Les hago notar la maravilla de la expresión «los labios del corazón» … quiere decir, aquello por donde el corazón bebe, por donde el corazón sorbe, estaban abiertos para recibir de Dios aquello que en esta vida terrena se puede recibir acerca de las alegrías del Cielo.

“Y como llegara nuestro discurso a la conclusión de que cualquier deleite de los sentidos carnales, aunque sea el más grande, revestido del mayor esplendor corpóreo, ante el gozo de aquella vida no sólo no es digno de comparación, sino ni siquiera de ser mencionado, levantándonos con un afecto más ardiente hacia el que es siempre el mismo, recorrimos gradualmente todos los seres corpóreos, hasta el mismo Cielo, desde donde el sol y la luna envían sus rayos a la tierra”.

Es una verdadera búsqueda de lo absoluto. Ellos empezaron a considerar: primero las cosas de la tierra, que lisonjean los sentidos, porque estaban en el Imperio Romano decadente, en que había fortunas fabulosas y personas que tenían un lujo para deleitar los sentidos del que Uds. no tienen idea. Entonces, la primera oposición es de la felicidad celestial con la felicidad de los hombres, que en el tiempo del Imperio, eran tenidos como felices. Respuesta: esto no es nada. Entonces, empiezan a preguntar: ¿cómo es entonces la felicidad verdadera? Y empiezan a recorrer los cielos, a imaginar con los datos del cielo material y visible, como sería el paraíso celestial material, pero invisible, y cómo sería la gloria de la visión beatífica que en este paraíso se goza. Este es el esquema de su conversación. Entonces continúa:

“Y subimos todavía más arriba, pensando, hablando y admirando tus obras; y llegamos hasta nuestras almas y las sobrepasamos también, a fin de llegar a la región de la abundancia que no se agota, en donde Tú apacientas a Israel eternamente con el pasto de la verdad, y la vida es la Sabiduría, por quien todas las cosas existen, tanto las ya creadas como las que han de ser, sin que ella lo sea por nadie; siendo ahora como fue antes y como será siempre, o más bien, sin que haya en ella fue ni será, sino sólo es, por ser eterna, porque lo que ha sido o será no es eterno”.

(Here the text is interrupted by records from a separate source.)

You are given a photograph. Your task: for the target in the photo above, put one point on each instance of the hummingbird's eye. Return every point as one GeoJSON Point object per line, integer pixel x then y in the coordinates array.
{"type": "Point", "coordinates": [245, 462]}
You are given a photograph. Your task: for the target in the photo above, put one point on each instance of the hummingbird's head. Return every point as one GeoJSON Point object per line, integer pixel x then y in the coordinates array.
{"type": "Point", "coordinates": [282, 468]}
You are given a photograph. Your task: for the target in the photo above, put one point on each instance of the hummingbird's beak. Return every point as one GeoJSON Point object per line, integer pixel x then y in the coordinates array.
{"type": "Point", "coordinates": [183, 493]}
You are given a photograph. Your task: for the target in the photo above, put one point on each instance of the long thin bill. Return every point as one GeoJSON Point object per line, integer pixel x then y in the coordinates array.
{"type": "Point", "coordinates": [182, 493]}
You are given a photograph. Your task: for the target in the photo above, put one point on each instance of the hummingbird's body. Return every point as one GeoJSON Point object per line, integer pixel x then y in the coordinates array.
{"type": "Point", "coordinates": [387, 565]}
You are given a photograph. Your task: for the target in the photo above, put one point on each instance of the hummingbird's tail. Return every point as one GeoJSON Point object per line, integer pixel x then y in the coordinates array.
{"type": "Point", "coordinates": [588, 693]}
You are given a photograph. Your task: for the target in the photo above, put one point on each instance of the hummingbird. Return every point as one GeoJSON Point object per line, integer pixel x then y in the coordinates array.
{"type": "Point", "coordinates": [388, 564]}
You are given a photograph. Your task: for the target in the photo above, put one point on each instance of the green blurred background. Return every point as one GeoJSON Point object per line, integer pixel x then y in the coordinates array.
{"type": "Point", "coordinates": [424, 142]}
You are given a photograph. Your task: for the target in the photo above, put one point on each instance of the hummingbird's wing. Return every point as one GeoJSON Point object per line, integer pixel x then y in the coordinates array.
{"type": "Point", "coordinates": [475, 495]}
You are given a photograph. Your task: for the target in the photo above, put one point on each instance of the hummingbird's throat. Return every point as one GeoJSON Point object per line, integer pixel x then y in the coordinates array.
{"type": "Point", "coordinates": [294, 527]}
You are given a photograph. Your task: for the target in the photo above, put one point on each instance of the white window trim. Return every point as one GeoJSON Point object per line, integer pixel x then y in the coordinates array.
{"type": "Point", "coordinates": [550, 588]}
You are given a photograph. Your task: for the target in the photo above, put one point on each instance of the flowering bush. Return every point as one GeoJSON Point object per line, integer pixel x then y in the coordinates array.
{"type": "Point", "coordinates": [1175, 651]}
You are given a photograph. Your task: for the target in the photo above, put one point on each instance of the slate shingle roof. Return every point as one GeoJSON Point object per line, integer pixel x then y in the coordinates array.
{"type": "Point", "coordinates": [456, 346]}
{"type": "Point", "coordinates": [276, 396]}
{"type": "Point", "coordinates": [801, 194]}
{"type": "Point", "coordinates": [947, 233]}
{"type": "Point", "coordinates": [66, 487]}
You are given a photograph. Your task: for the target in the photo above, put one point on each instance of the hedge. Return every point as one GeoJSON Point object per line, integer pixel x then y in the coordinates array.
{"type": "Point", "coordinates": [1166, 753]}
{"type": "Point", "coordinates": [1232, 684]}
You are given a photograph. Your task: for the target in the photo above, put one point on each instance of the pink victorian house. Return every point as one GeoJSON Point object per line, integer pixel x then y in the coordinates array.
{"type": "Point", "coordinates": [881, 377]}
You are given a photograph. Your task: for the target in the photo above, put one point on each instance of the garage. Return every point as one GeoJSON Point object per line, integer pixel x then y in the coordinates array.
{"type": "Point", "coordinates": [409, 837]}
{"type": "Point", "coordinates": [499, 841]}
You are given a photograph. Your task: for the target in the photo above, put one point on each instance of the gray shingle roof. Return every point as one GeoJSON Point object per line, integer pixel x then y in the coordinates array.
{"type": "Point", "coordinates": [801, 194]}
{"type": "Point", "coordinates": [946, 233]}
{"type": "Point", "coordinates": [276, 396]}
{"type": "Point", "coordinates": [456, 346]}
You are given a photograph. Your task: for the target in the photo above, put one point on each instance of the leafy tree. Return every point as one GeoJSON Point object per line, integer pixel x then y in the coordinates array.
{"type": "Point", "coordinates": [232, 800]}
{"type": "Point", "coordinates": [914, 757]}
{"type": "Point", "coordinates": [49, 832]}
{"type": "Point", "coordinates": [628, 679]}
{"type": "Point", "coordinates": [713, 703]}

Es decir, después de haber considerado todas las cosas materiales, comenzaron entonces a considerar el alma como elemento para tener algo de la idea de la belleza, de la perfección de Dios. Y después de considerar el alma, llegaron a la conclusión de que en el ápice de todo esto figuraba la Sabiduría Eterna e Increada. Esta Sabiduría que es eterna, que no tiene pasado, ni presente ni futuro. En esa consideración sapiencial, suprema, que sus espíritus se detuvieron.

“Y mientras hablábamos y suspirábamos por ella…”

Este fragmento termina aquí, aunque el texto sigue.